Linear regression applied to the SAR-scale relationship curves within the above transition intervals yields FDs of 2.1453, 2.0597, and 2.0152 for large-granularity coke, small-granularity coke, and sinter belts, respectively, as determined via Eq. (8). The results suggest that larger coke particles produce higher FDs for their accumulated surfaces. However, surface roughness is influenced by multiple factors, including particle size, shape, and packing density. Experimental limitations prevented the isolation of these factors—for instance, constructing coke and sinter belts with identical size distributions and packing states was not feasible. Nevertheless, the three burden materials used here are representative of real BF operations. Industrially, coke particles are typically larger than sintered ore particles to maintain burden layer permeability, while sinter’s higher density results in denser packing. These factors contribute to the observed lower FDs for sinter surfaces compared to coke, as shown in Fig. 4(b).
Finally, the FDs reported here, combined with statistical roughness parameters from our prior research,6,7) provide a comprehensive parameter set for numerical simulations aimed at modeling realistic BF burden surfaces.14) Such models will support further research on radar signal interpretation and process optimization.
To address the need for multiscale characterization of roughness on BF burden surfaces, this study proposes an improved TPM algorithm for fractal analysis. By optimizing grid center height calculations and introducing a surface area ratio, the proposed algorithm effectively mitigates computational errors caused by grid coverage discrepancies and center height deviations inherent in classical TPM, thereby enhancing the stability and accuracy of FD calculations.
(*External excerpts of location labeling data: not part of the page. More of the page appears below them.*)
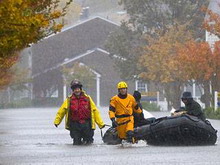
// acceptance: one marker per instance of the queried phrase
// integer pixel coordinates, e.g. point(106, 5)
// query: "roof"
point(70, 43)
point(214, 5)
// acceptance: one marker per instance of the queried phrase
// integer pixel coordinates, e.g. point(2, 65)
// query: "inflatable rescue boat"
point(178, 130)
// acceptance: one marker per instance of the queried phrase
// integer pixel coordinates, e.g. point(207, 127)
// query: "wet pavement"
point(28, 136)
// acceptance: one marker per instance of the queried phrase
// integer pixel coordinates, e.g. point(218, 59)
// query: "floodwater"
point(28, 136)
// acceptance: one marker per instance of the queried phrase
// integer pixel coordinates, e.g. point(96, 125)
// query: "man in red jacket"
point(81, 115)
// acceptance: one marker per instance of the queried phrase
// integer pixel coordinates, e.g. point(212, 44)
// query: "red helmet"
point(75, 84)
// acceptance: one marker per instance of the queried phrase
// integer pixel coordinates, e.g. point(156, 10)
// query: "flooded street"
point(28, 136)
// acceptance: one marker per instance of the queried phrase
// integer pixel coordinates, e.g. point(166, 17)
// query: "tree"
point(198, 63)
point(23, 22)
point(212, 22)
point(158, 64)
point(154, 18)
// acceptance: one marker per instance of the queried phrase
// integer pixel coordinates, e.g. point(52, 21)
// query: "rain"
point(101, 44)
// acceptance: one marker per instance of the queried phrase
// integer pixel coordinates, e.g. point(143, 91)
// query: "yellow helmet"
point(122, 84)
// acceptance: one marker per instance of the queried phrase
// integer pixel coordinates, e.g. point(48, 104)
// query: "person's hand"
point(114, 123)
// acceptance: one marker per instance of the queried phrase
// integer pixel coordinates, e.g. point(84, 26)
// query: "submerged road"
point(28, 136)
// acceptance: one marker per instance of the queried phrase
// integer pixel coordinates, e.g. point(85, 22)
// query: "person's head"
point(76, 87)
point(186, 97)
point(122, 88)
point(137, 95)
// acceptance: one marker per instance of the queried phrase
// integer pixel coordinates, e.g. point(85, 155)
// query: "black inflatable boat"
point(181, 130)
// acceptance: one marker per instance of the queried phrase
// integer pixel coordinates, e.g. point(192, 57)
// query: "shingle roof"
point(70, 43)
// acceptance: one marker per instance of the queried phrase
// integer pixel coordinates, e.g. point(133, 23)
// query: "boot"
point(130, 137)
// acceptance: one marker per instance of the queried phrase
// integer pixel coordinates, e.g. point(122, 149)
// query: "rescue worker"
point(81, 114)
point(121, 109)
point(191, 106)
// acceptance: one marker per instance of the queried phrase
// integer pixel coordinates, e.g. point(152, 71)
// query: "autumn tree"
point(216, 67)
point(212, 22)
point(153, 18)
point(198, 63)
point(23, 22)
point(157, 63)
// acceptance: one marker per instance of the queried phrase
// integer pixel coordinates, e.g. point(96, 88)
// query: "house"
point(82, 43)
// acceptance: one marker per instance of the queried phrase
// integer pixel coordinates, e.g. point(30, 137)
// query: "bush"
point(211, 113)
point(150, 106)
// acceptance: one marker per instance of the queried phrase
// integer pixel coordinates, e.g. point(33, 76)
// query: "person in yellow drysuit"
point(121, 111)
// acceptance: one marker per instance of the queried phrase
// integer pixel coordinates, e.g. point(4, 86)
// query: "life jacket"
point(80, 108)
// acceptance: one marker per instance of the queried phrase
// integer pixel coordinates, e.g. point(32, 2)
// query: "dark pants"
point(81, 132)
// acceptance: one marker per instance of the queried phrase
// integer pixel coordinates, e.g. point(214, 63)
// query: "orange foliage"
point(197, 60)
point(212, 23)
point(157, 62)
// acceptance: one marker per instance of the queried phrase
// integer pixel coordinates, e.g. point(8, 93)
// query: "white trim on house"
point(67, 61)
point(80, 23)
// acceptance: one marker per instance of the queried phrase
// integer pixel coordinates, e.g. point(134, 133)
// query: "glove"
point(114, 123)
point(103, 126)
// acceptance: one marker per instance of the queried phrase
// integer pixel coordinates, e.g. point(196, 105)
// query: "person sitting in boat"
point(139, 119)
point(191, 106)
Utilizing DEM data of coke and sinter burden surfaces from prior research, FDs were calculated and compared for three typical burden surfaces for the first time. The results reveal FDs of 2.1453, 2.0597, and 2.0152 for large-granularity coke, small-granularity coke, and sintered ore burden surfaces, respectively. These FD parameters, combined with previously reported statistical roughness metrics, form a comprehensive parameter set for quantitatively characterizing BF burden surface roughness. It will provide critical support for advancing research in BF radar signal interpretation, rough surface simulation modeling, and process optimization. The findings establish a methodological foundation for further exploration of dynamic burden surface behavior under operational conditions.
The authors declare that they have no known competing financial interests or personal relationships that could have appeared to influence the work reported in this paper.
This research was partially supported by the R&D Program of Beijing Municipal Education Commission (No. KM202310005035) and the Chaoyang District Postdoctoral Research Grant (No. Q1001003202201).